C’est une étude sur les médias numériques en Afrique qui est un peu passée inaperçue, mais qui est apparue tout récemment sur nos radars. Et au vu des informations qu’elle contient, nous ne résistons pas à vous partager ici certains enseignements.
Ce rapport a été réalisé par l’organisation (principalement) sud-américaine SembraMedia, mettant à contribution une soixantaine de chercheurs sur trois régions du monde : l’Asie du Sud-Est, l’Amérique latine et l’Afrique. Des chercheurs qui ont interrogé près de 200 rédactions à travers le monde, dont 49 sur le continent (au Ghana, Kenya, Nigeria et en Afrique du Sud). Et il en ressort tout d’abord une note d’optimisme : Pour les médias en ligne en Afrique, comme sur d’autres continents, le travail sérieux, récompensé par un lectorat fidèle, permet de traverser bien des tempêtes. Même si ces dernières ne manquent pas.
Comme le montre l’étude, la faiblesse des moyens n’a pas forcément d’impact sur le résultat : de nombreux médias en ligne africains, même « petits », ont déclaré que des changements avaient eu lieu dans leurs pays à la suite de leurs enquêtes – 57% ont d’ailleurs remporté des prix locaux ou nationaux pour cela. Plus d’un quart, des prix internationaux.
Mais plus qu’un journalisme d’investigation, celui pratiqué par les médias indépendants et en ligne en Afrique se veut un journalisme de solutions. Près de la moitié des rédactions interrogées s’en prévalent en tout cas. « Notre équipe de recherche en Afrique a souligné qu’il y avait eu un certain nombre d’investissements de grande envergure dans des projets de formation au journalisme de solutions sur le continent au cours des deux dernières années, ajoutent les auteurs de l’étude, y compris la Solutions Journalism Africa Initiative – un partenariat entre le Solutions Journalism Network (SJN), Nigeria Health Watch et Science Africa, qui offre des bourses et des formations aux journalistes. »

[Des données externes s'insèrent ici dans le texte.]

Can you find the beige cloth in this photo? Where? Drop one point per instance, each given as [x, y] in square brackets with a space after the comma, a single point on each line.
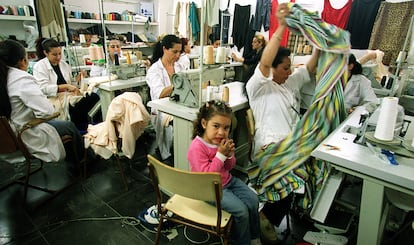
[62, 101]
[126, 119]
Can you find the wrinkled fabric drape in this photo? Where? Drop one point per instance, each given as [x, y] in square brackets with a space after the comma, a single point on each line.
[390, 29]
[283, 167]
[49, 16]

Revenus : le pari risqué de la publicité
Les médias étudiés par SembraMedia, indépendants et entièrement en ligne, évoluent dans un contexte économique précaire. Mais beaucoup, semble-t-il, ne veulent pas s’appuyer sur des subventions arbitrairement accordées, et misent sur la publicité. Celle-ci représentait 29% des revenus déclarés en 2019 et 26% en 2020, soit plus que les subventions et prix accordés, 16% en 2019 et 20% en 2020 – un inversement des trajectoires que l’on pourrait imputer d’ailleurs à la pandémie et ses conséquences sur l’économie.

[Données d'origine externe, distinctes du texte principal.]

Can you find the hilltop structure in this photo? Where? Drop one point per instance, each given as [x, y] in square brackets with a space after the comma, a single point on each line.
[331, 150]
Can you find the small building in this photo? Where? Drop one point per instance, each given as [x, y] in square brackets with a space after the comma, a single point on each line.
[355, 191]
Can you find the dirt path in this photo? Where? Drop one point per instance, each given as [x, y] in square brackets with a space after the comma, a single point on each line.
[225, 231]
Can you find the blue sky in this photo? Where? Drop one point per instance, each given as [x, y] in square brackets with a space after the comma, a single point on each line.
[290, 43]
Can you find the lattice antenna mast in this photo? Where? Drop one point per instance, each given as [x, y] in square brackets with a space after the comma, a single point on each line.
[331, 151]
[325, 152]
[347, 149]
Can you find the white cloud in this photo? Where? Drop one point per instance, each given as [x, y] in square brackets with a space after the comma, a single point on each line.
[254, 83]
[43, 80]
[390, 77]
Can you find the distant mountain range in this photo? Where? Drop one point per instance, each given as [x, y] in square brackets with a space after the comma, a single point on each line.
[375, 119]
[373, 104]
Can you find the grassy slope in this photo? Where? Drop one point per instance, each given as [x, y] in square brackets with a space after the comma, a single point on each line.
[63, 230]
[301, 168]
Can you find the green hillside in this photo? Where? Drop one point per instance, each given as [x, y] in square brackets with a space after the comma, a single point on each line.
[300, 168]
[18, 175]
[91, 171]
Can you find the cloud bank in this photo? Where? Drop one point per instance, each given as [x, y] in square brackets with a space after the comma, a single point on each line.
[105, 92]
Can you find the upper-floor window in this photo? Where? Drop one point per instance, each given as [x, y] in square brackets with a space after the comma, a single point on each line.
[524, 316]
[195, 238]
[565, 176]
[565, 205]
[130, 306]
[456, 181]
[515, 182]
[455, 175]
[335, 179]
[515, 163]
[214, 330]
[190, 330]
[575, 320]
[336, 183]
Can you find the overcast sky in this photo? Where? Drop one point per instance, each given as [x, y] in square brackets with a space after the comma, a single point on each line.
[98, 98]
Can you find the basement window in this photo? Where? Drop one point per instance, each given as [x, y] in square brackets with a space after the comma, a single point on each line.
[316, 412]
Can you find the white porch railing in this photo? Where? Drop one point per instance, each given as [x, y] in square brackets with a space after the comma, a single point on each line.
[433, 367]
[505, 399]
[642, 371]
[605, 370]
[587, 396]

La clé du succès se trouve comme souvent dans la diversification des sources de revenus. Ce que certains médias ont bien compris. « Par exemple, Food For Mzansi en Afrique du Sud est rentable depuis son lancement en 2018 en vendant du contenu sponsorisé, des événements sponsorisés, de la publicité native et des packages de publicité sur leur site », détaille l’étude. Celle-ci dégage d’ailleurs quelques axes de développement financier, comme les partenariats de syndication ou les contenus sponsorisés sur les réseaux sociaux, sources de revenus peu exploitées sur le continent.
Un quotidien sous pressions
Dernier phénomène que relate ce rapport : la pression constante sous laquelle travaillent ces entrepreneurs des médias en Afrique. Ce qui n’est pas exclusif au continent évidemment. Un harcèlement qui s’exerce d’abord sur les réseaux sociaux et messageries, sur lesquelles ces médias sont souvent très présents. « Plus de la moitié des responsables […] que nous avons interrogés ont déclaré qu’ils utilisaient des applications de messagerie pour partager du contenu. En Afrique, ce chiffre était de 66%, en Amérique latine de 57% et en Asie du Sud-Est de 34%. »

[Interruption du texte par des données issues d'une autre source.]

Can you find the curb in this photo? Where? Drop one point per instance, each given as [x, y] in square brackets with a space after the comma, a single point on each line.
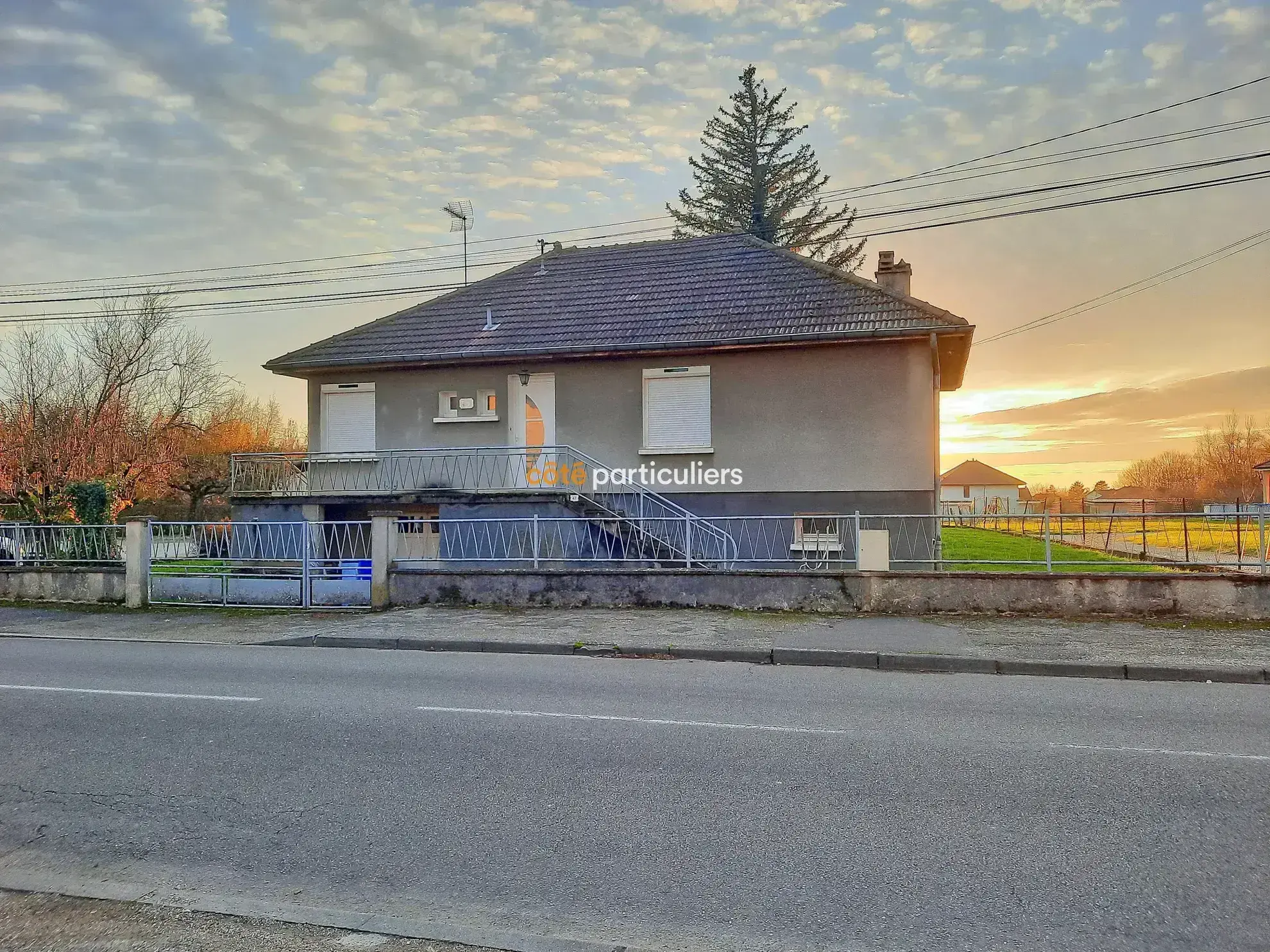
[811, 656]
[347, 919]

Mais les pressions ne sont pas circonscrites à internet. Elles prennent aussi la forme de menaces bien réelles et de poursuites devant les tribunaux. Ainsi en Afrique, “certains dirigeants de médias ont déclaré qu’ils s’autocensuraient parfois, évitant les histoires qui pourraient conduire à des contestations judiciaires, car ils ne pouvaient pas se permettre d’engager des avocats pour les défendre”, note l’étude.